Tuesday, 23 de April de 2024 ISSN 1519-7670 - Ano 24 - nº 1284

Suzana Singer

‘Não é agradável bancar o estraga-prazeres, mas ombudsman serve também para isso, apontar problemas mesmo em dias de festa.

As comemorações dos 90 anos da Folha tiveram, como era de esperar, um tom ufanista, de propaganda dos próprios méritos: ‘Grupo Folha triplica faturamento em dez anos e consolida liderança’, ‘Jornal todo dia, cor, tempo real? A Folha fez primeiro’, ‘Meu caso com a Folha’, em que 90 colunistas teciam loas ao jornal no qual escrevem, foram alguns dos títulos do caderno especial entregue no último dia 19.

O alto da página principal da Folha.com foi ocupado durante quatro dias pelo aniversário do jornal, mesmo com o mundo árabe pegando fogo. Metade do ‘Painel do Leitor’ tem sido tomada com votos de parabéns, quase sempre de ‘autoridades’.

Foram produzidos vídeos com a história do jornal, suas principais reportagens, o trabalho dos fotógrafos, a cerimônia na Sala São Paulo.

Essa imodéstia explícita é estranha à tradição da Folha. O jornal cultiva uma insatisfação com a própria produção há mais de 20 anos. Na Redação, discutiam-se muito mais os erros do que se elogiavam os acertos -o que, por vezes, resultava em um clima pesado, contra tudo o que pregam os gurus da ‘motivação profissional’.

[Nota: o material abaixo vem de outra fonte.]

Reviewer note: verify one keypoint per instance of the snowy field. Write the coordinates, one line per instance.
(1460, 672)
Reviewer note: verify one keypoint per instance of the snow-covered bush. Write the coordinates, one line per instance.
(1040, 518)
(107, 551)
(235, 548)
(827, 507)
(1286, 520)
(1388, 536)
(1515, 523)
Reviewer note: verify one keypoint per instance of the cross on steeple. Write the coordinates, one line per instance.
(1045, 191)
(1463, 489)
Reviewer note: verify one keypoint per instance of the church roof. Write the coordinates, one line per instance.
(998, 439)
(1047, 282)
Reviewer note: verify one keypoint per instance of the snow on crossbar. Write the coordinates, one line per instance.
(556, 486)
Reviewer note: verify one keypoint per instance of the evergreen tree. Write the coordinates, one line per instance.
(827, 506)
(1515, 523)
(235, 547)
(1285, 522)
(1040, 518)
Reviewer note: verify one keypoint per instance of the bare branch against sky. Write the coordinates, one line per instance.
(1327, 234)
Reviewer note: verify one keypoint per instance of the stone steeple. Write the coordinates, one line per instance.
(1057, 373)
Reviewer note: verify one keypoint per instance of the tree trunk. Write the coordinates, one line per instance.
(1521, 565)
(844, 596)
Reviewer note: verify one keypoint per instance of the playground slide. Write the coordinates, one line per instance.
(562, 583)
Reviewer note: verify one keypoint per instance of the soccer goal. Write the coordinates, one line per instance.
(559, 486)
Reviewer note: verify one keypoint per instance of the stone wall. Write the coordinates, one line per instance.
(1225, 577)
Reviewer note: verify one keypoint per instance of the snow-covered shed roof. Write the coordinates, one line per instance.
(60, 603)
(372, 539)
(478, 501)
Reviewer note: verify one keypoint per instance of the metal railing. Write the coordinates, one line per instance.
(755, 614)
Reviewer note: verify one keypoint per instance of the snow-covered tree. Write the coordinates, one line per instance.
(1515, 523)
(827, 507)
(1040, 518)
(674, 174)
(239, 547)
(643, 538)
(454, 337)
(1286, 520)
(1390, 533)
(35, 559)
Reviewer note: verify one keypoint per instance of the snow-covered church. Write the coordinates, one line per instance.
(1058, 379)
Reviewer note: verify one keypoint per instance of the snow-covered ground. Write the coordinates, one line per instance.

Mas, se acarreta problemas internos, esse descontentamento permanente é uma bênção para o leitor, uma garantia de que o jornal está sempre em busca do aperfeiçoamento.

Quando celebrou 80 anos, a Folha trouxe editorial na Primeira Página com o sugestivo título de ‘Muito a fazer’, em que se propunha a perseguir a aproximação de uma fórmula abstrata -independência, criticidade, pluralismo- da prática diária.

No caderno especial de então (‘Tudo sobre a Folha’), que tinha, é claro, muitos autoelogios, perguntava-se a políticos, artistas e empresários de que gostavam e de que não gostavam no jornal. Outra reportagem ouvia pessoas que se sentiram prejudicadas por textos da Folha em casos espinhosos. Na contracapa, ‘O jornalismo como crise permanente’ começava assim: ‘Qualquer publicação que chegasse aos 80 anos na condição de maior e provavelmente mais influente jornal do país estaria satisfeita. Não a Folha’.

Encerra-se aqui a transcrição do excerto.